8. Turkey Tail Mushrooms
Photo Credit: Calopteryx on iNaturalist
Scientific Name: Trametes versicolor
Season: April – November
Turkey Tail is the most common medicinal mushroom you will see in the forest. It can be found just about anywhere you search growing on decaying logs. It has powerful energy and immune system-boosting properties and is even showing promise in reducing the size of cancer tumours.
As a medicinal mushroom, it must be prepared with a decoction or alcohol extract in order to be properly consumed as a tea or tincture. If you want to take medicinal mushrooms for health reasons, I recommend seeking out a local herbalist.
Photo Credit: Lucianvazquez on iNaturalist
Scientific Name: Inonotus obliquus
Season: Year Round
Often referred to as the diamond of the Boreal Forest, the word Chaga comes from Russian and translates as a “Gift from God”. It grows abundantly in the boreal forest zone in Northern British Columbia and Alberta but it is sometimes found on birch trees growing further south.
As a medicinal mushroom, Chaga is grated into a fine powder or broken into small chunks and then brewed as an herbal tea.
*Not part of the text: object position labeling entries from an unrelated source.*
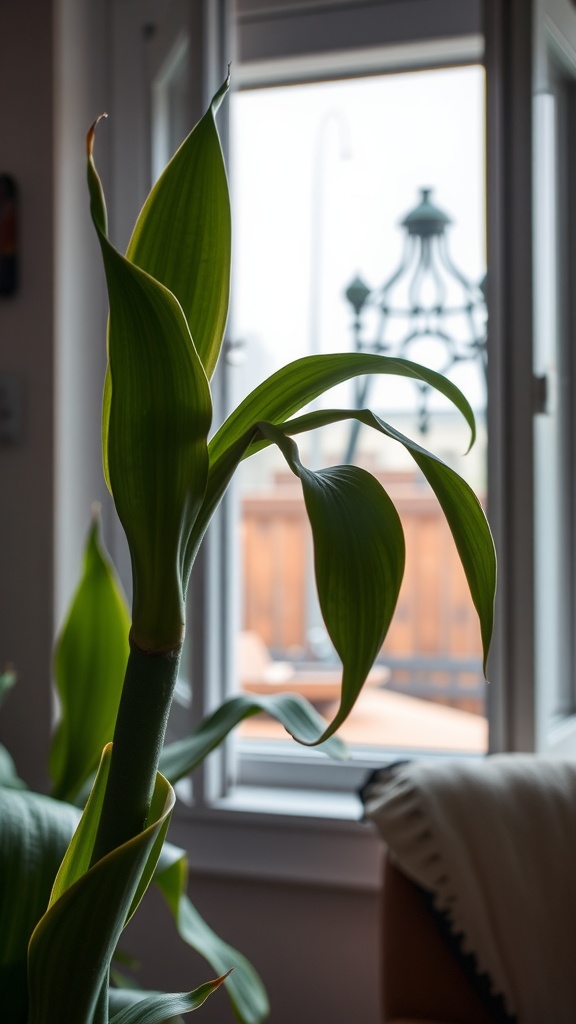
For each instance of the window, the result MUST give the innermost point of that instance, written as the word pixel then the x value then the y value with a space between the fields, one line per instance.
pixel 322 174
pixel 330 47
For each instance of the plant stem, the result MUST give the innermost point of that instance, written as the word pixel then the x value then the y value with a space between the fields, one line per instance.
pixel 138 736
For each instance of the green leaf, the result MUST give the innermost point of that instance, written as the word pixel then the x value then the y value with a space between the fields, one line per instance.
pixel 295 385
pixel 89 665
pixel 160 412
pixel 8 774
pixel 162 1008
pixel 34 837
pixel 182 237
pixel 244 986
pixel 298 718
pixel 359 557
pixel 463 512
pixel 65 970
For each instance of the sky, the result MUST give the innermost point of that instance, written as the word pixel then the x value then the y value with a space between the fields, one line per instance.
pixel 322 175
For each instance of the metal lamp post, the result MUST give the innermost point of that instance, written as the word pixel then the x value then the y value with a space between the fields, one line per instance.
pixel 439 296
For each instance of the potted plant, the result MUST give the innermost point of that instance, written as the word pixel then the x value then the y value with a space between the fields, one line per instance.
pixel 70 881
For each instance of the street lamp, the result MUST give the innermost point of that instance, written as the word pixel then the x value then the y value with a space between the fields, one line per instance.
pixel 441 304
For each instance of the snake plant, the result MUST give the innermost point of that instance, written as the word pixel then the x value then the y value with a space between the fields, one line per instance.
pixel 72 878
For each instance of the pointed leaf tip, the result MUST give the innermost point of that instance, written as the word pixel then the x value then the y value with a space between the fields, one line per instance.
pixel 91 133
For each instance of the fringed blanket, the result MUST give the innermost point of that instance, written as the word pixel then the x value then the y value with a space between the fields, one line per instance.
pixel 494 843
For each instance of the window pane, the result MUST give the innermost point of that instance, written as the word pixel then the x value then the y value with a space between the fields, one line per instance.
pixel 324 175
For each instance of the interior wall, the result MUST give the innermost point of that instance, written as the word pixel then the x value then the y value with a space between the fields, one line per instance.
pixel 27 339
pixel 317 948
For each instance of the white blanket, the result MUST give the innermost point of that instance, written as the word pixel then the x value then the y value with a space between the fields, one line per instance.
pixel 495 842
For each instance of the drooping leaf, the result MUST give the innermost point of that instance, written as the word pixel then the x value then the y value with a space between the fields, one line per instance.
pixel 8 774
pixel 286 392
pixel 65 970
pixel 89 664
pixel 159 410
pixel 182 237
pixel 34 835
pixel 359 557
pixel 162 1008
pixel 244 986
pixel 7 680
pixel 298 718
pixel 292 387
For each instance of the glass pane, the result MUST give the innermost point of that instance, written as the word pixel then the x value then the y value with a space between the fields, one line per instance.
pixel 324 175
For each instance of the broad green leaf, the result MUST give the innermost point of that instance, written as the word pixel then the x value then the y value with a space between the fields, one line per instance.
pixel 89 665
pixel 295 385
pixel 8 774
pixel 66 972
pixel 244 987
pixel 283 394
pixel 34 837
pixel 298 718
pixel 359 557
pixel 160 413
pixel 462 509
pixel 182 235
pixel 7 680
pixel 163 1008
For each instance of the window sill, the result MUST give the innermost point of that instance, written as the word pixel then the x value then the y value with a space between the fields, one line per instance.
pixel 282 836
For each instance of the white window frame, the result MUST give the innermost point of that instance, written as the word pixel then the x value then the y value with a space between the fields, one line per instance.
pixel 293 821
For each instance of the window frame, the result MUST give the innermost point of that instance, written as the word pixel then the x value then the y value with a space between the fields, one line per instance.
pixel 230 824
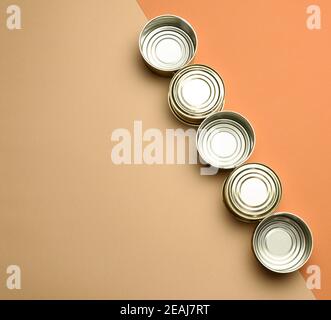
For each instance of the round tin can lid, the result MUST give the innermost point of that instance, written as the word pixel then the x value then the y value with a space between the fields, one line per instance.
pixel 252 191
pixel 195 92
pixel 225 139
pixel 167 43
pixel 282 242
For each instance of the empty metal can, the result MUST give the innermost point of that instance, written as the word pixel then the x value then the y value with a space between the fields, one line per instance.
pixel 195 92
pixel 252 191
pixel 167 43
pixel 225 140
pixel 282 242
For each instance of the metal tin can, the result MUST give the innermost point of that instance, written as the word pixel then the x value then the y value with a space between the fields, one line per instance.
pixel 195 92
pixel 282 242
pixel 252 191
pixel 225 139
pixel 167 43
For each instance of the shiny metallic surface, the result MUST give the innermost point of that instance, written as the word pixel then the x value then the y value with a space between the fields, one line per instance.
pixel 167 43
pixel 252 191
pixel 225 140
pixel 195 92
pixel 282 242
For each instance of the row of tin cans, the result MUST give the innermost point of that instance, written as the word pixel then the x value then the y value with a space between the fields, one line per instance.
pixel 282 242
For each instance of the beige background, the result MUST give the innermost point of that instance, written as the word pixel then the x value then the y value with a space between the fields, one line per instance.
pixel 76 224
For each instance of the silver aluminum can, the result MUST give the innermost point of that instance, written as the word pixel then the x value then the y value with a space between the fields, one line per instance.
pixel 167 43
pixel 225 140
pixel 282 242
pixel 252 191
pixel 195 92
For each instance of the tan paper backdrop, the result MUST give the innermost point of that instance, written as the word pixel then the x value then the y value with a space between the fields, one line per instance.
pixel 78 225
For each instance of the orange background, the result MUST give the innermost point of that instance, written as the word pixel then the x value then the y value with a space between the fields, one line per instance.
pixel 277 73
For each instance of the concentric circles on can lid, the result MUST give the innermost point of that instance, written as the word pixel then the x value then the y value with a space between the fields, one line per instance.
pixel 167 43
pixel 225 139
pixel 282 242
pixel 252 191
pixel 195 92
Traditionally, it is used during the winter to boost energy, mood and immunity.
10. Yellowfoot Chantrelles
Photo Credit: Natvik on iNaturalist
Scientific Name: Craterellus tubaeformis
Season: August – October
Yellowfoot chanterelles are known to have a milder, less fruity taste than golden chanterelles. Because they retain their texture very well, they are great for cooking, frying, pickling, drying, as well as freezing.
These choice edibles are usually found growing near Douglas Fir trees. You will find them in abundance along the B.C. Coast in the fall season.
Finding Edible Mushrooms In The Wild
The fall season in British Columbia and Alberta is the best time of year for discovering the widest variety of edible and medicinal mushrooms. This is helpful because many medicinal mushrooms can be collected to boost your energy, mood and immunity during the long and harsh Canadian winters.
I hope this post inspires you to see what kind of wild mushrooms you can discover and identify on your next hike in the mountains of B.C. and Alberta.
If you dedicate yourself to learning more about fungal ecology and all the incredible edible and medicinal mushrooms growing in the forest then one day you can start to confidently forage them in your community.